Friday, June 1, 2007

Awaiting Book 7

If you are not a fan of the Harry Potter series, you don’t have July 21 circled on your calendar and you haven’t pre-ordered your copy of Harry Potter and the Deathly Hallows, the final novel in the series about a young wizard’s coming-of-age and his fight against the evil Voldemort. You don’t plan on mobbing Barnes and Noble at midnight and you haven’t cleared out your calendar so you can read all weekend long.

It’s likely you won’t be able to escape the media hype, however, as the release date of this world-wide pop phenomenon draws near. Will Harry Potter die? Is Snape on the side of good or evil? What will happen to Ron and Hermione? These are just some of the questions I’m predicting will start getting tossed around in the media as mid-July draws nearer.

I must confess that I’m one of the millions who have pre-ordered a copy, and I’ll be one of those making time that weekend to find out how author J. K. Rowling resolves her tale of the love of power vs. the power of love.

How about you? Do you have a favorite story? Will you be making time this summer to re-read an old favorite or dive in to the next-in-line of a series? Maybe you’re more of a movie type and have a couple of “must-sees” coming from NetFlicks, or you have a book on CD lined up to play on an upcoming road trip.

Whether you prefer to read, listen or watch, stories have a powerful impact on us. In fact, stories are what we use to make sense of our lives. Think of the power a story like “the American Dream” has had on our country. People from other nations will risk great dangers to come to America in hopes of an opportunity for living out that story of a rags-to-riches better life.

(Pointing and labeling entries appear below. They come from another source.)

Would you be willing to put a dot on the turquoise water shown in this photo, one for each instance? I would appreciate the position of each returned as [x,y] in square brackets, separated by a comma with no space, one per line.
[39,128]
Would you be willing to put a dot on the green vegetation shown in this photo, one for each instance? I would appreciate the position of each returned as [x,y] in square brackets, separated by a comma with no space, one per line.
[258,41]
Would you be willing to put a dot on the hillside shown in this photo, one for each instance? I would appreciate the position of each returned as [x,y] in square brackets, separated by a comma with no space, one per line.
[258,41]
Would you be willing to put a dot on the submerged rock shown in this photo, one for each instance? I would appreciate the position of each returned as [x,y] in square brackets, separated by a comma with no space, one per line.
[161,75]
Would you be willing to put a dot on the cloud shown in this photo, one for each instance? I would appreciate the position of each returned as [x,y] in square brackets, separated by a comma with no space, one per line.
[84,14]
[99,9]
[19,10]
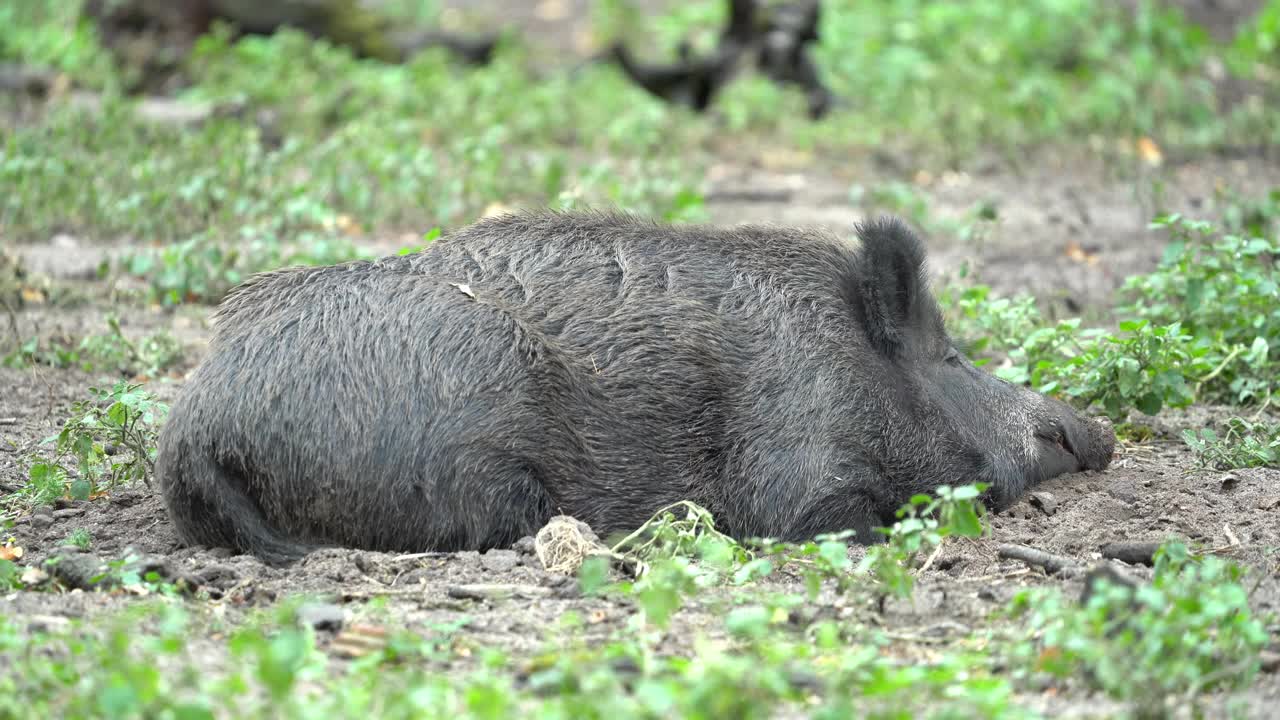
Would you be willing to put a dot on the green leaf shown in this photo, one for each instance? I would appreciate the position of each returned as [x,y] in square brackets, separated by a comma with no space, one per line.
[1150,404]
[80,490]
[593,574]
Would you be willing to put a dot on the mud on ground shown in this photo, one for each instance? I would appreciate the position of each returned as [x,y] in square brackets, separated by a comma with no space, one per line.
[1070,228]
[1152,491]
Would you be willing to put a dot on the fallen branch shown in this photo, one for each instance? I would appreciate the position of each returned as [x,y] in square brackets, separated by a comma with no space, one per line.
[497,592]
[1132,552]
[1051,564]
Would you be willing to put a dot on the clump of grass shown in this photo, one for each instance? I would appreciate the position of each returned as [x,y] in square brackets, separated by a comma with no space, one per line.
[108,441]
[1189,632]
[1243,443]
[108,352]
[1201,327]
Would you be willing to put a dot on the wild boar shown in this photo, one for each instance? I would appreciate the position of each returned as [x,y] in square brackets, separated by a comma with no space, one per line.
[790,381]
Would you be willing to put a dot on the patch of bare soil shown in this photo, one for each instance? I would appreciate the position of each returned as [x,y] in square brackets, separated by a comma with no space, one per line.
[1070,229]
[1151,492]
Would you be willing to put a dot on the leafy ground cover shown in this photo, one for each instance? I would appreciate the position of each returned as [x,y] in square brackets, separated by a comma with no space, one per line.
[1101,214]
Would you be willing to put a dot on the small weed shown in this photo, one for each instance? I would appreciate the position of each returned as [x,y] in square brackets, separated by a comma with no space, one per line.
[108,352]
[109,440]
[922,527]
[80,538]
[1188,632]
[1243,445]
[1224,290]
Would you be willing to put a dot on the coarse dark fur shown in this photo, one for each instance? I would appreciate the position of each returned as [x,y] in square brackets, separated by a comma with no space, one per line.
[602,367]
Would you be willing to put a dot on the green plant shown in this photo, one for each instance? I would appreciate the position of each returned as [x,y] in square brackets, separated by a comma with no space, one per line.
[109,352]
[1147,368]
[108,441]
[1243,445]
[1191,630]
[80,538]
[922,527]
[1224,290]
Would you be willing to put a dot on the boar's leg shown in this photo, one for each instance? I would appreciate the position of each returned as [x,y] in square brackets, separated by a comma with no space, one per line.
[210,506]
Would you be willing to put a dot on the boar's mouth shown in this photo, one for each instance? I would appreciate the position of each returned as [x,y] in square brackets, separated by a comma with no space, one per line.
[1074,443]
[1059,440]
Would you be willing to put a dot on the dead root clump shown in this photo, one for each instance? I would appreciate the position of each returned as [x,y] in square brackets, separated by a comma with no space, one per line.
[565,542]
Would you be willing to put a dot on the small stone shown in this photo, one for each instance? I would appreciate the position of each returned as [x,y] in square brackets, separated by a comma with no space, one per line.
[78,570]
[1045,501]
[146,565]
[499,560]
[321,616]
[33,577]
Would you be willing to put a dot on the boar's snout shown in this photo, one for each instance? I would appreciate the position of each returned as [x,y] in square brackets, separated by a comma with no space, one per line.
[1091,441]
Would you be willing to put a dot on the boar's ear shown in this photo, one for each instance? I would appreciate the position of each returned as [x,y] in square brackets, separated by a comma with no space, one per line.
[890,283]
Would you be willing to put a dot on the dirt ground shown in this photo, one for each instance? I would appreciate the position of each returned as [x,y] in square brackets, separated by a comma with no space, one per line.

Or think of how many ways our culture likes to tell the story of “Survivor.” The story of a group of people matching their wits and abilities against each other, forming and breaking alliances, and voting each other off the island (or off the stage as in American Idol). Only the best can be the winner, and everyone else gets to hear, “You’re fired!”

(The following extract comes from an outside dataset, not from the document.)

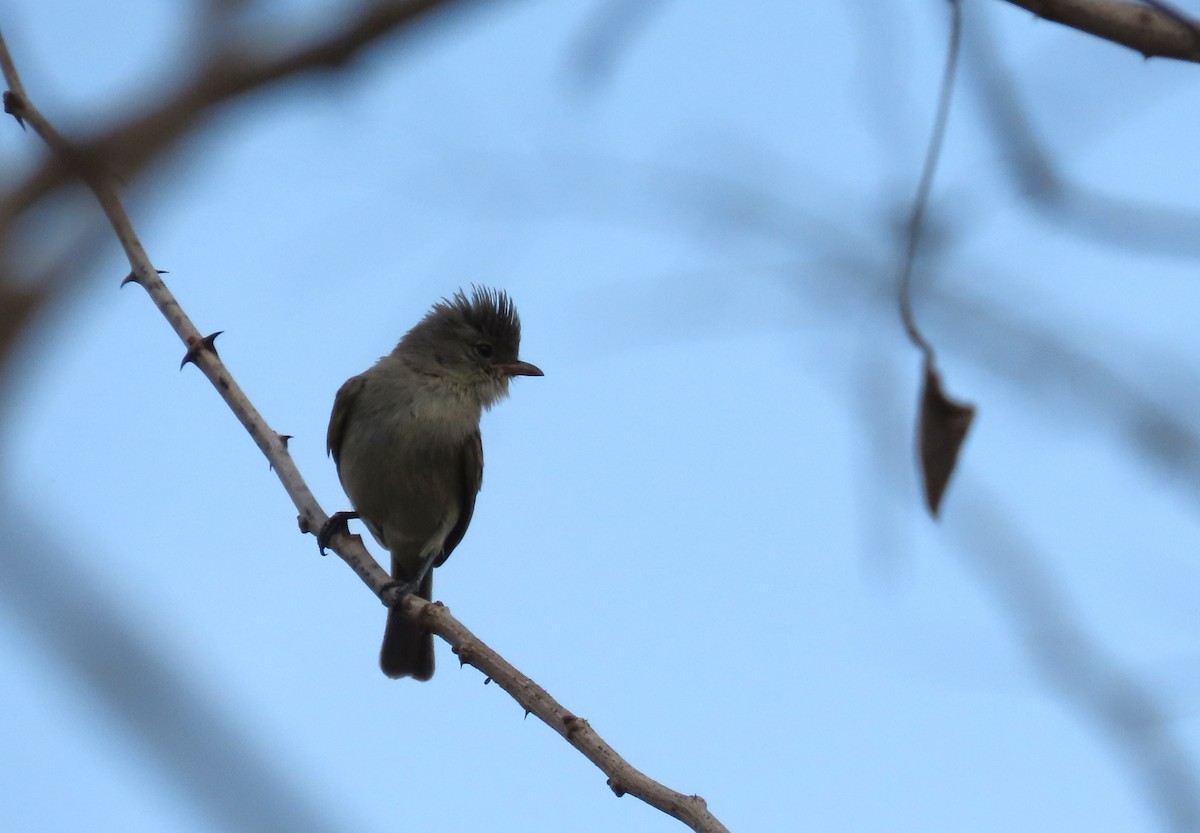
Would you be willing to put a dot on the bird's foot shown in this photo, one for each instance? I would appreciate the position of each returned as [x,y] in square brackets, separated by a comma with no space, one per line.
[337,522]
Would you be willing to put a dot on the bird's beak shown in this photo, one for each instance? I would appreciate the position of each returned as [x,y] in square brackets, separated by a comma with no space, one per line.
[519,369]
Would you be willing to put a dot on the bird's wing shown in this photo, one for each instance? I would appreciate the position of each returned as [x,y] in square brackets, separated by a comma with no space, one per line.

If you see yourself as a character in the American Dream story or in the Survivor story, how will that shape your life? How will that cause you to view your fellow characters, and how will that influence what kinds of risks you might take? How will that define what your goals might be, and how will you react if it seems you won’t reach those goals?

I wonder if one of the reasons the Harry Potter series is so popular is that people are hungry for something other than Survivor-type stories. Survivor, American Idol, The Apprentice and others are really all variations on that “love of power” theme. Maybe there are millions of people out there who secretly hope that there is another story, a “power of love” story, that could define what is worth living for.

As Christians, we soak ourselves in the most powerful “power of love” story every told. It’s a story that frees us from the chains of the love of power, in whatever form those chains take. Along with Book 7 or whatever other stories you plan to read this summer, I encourage you to spend some time reading or listening to the Bible, and live out that story.